Listen to your target audience. Are you targeting millennials entering the work force, fathers with young children or senior executives nearing retirement? What are they doing on social media, and where are they doing it? What are consumers saying about your brand, products, services and competitors?
Create content that drives engagement. What is your target consumer looking for? Social media is all about producing fresh, relevant content, whether it’s “how to” articles or simply something entertaining. Select social-media channels that fit your brand message, type of content and target audience.

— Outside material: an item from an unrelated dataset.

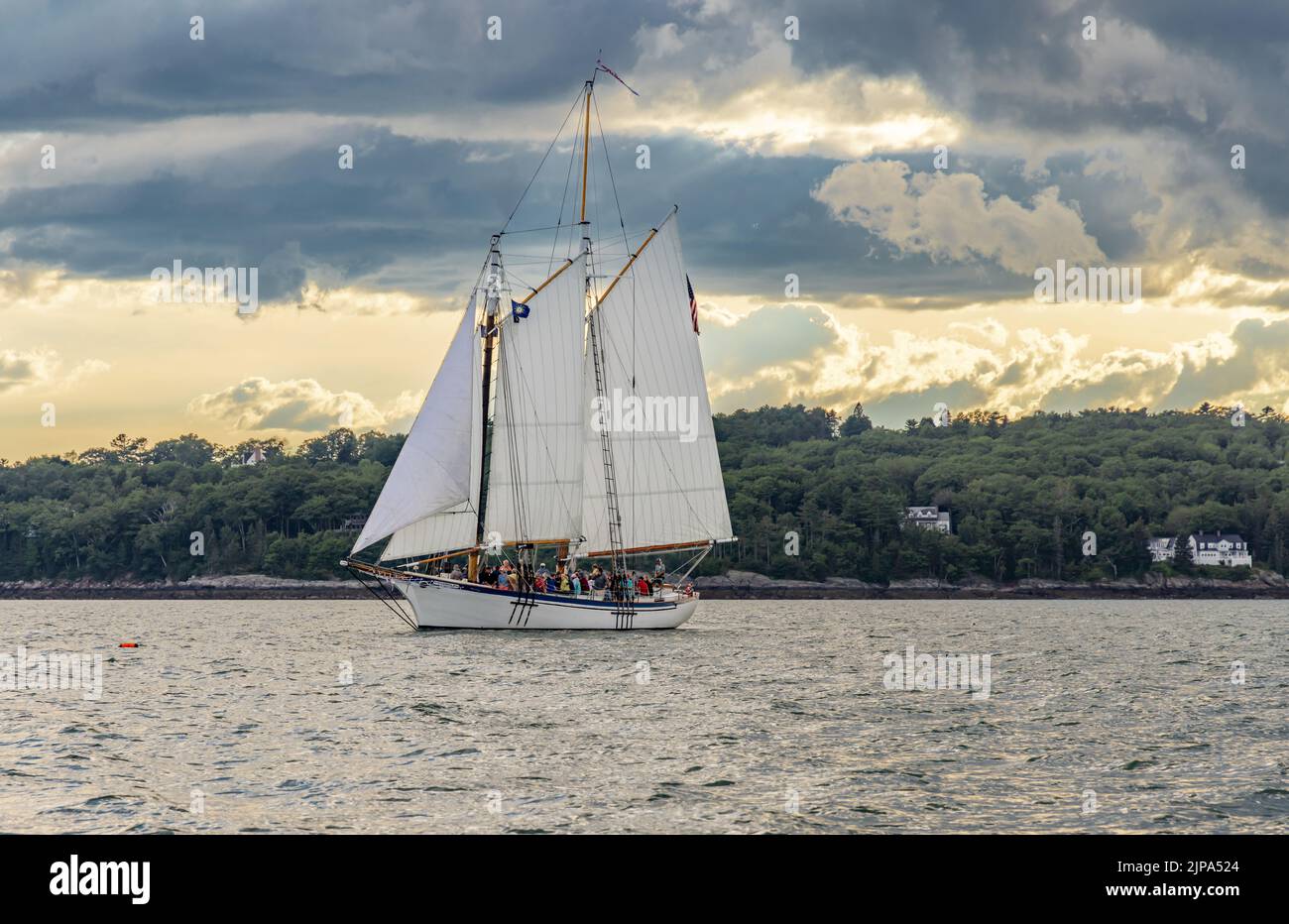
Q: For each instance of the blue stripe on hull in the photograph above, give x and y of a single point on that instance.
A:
(555, 600)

Link marketing goals to key performance indicators. If you’re driving sales online, measure digital KPIs with click-throughs from social platforms to the purchase. Google Analytics Social Reports are especially useful in breaking down social traffic and assigning monetary value to web site conversions, such as sales or lead generation.
How does this framework look in action? One example is the Mercedes Tweet Race to the Super Bowl. Mercedes-Benz competitors were positioning the venerable automaker as tired and stodgy. Digital agency Razorfish introduced Mercedes to a younger generation of consumers by figuring out where the target audience was active on social media.
Four two-person driving teams were recruited on Facebook to take on the challenge. Powered by online supporters’ tweets, each team created social-media engagement to drive real Mercedes-Benz vehicles forward, moving 1 mile for every four tweets. The contest’s results included a 7-percent increase in scheduled test-drives of Mercedes vehicles, a 6-percent increase in first-time owners and leases, and 27,000 active participants who generated more than 150,000 tweets, reaching 25 million people.
Keith A. Quesenberry is an assistant professor at Messiah College in Mechanicsburg, Pennsylvania.